SURMOUNT-2: Obesity with Type 2 Diabetes

SURMOUNT-2 (N=938) evaluated tirzepatide in obese adults with T2D:

• 15 mg dose: −15.7% body weight at 72 weeks
• HbA1c reduction: −2.1% with 15 mg
• 51% of participants achieved HbA1c <5.7% (normoglycemia)

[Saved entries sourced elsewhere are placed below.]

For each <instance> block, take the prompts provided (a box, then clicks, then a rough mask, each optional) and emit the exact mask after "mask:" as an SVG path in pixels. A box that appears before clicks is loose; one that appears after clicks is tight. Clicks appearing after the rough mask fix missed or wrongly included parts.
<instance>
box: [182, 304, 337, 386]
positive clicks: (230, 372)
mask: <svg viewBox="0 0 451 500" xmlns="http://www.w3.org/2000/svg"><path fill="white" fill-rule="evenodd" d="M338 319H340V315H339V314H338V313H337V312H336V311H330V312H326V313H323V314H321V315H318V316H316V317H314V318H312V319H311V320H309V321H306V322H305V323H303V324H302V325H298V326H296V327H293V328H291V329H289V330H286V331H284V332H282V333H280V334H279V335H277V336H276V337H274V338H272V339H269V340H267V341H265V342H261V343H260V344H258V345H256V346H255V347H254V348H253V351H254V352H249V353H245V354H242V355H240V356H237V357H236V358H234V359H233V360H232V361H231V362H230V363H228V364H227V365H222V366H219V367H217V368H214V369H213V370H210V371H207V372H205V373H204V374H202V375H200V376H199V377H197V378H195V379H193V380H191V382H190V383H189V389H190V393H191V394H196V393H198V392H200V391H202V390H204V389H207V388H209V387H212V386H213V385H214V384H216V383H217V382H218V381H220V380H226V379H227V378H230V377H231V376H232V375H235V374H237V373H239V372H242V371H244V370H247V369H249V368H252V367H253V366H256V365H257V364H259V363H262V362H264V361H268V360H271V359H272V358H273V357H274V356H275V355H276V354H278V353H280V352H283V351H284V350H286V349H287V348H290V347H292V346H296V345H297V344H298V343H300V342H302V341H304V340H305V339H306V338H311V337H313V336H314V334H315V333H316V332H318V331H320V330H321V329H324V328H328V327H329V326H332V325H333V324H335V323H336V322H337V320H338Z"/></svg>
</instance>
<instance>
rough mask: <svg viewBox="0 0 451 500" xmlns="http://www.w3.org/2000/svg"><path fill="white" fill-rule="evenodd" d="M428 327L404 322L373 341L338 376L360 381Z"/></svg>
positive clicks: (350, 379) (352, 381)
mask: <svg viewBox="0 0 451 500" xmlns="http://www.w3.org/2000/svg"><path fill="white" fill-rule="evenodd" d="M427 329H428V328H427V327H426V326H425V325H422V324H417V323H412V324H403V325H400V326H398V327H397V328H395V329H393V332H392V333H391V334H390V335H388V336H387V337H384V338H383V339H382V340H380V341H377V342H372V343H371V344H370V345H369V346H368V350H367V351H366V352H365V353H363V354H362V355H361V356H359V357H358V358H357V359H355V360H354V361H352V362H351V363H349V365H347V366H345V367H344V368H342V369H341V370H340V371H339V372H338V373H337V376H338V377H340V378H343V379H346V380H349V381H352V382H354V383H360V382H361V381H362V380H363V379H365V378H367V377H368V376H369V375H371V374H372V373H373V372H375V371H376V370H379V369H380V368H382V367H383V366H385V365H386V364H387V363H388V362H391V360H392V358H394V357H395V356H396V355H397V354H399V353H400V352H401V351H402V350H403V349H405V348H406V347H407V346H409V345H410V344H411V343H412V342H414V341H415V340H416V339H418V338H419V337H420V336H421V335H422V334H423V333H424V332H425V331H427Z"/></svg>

SURMOUNT-3: Lifestyle Intervention Followed by Tirzepatide

Participants first underwent intensive lifestyle intervention (12 weeks), then were randomized to tirzepatide or placebo:

• Mean weight loss of 15.4% during lead-in
• Additional 18.4% reduction with tirzepatide after lead-in
• Total mean weight reduction from baseline: 26.6%

SURMOUNT-4: Weight Loss Maintenance

SURMOUNT-4 assessed what happens when tirzepatide is withdrawn after 36 weeks of treatment:

• Continued tirzepatide (72 weeks total): additional 5.5% loss
• Switched to placebo: regained 14.8% body weight

Dual Agonist Mechanism

Tirzepatide's superior weight loss vs. GLP-1-only agonists is attributed to:

1. GIP receptor activation: GIP receptors on adipocytes promote lipolysis and may reduce GLP-1-associated nausea at receptor level
2. Synergistic GLP-1 + GIP signaling: Combined receptor activation produces supra-additive effects on insulin secretion
3. Central satiety enhancement: Dual incretin receptor expression in hypothalamic nuclei may amplify satiety signaling

Research Summary

The SURMOUNT data establishes tirzepatide as the most efficacious incretin-based compound in clinical research for weight management endpoints, with ~21% mean weight loss at maximum dose representing a new benchmark in the field.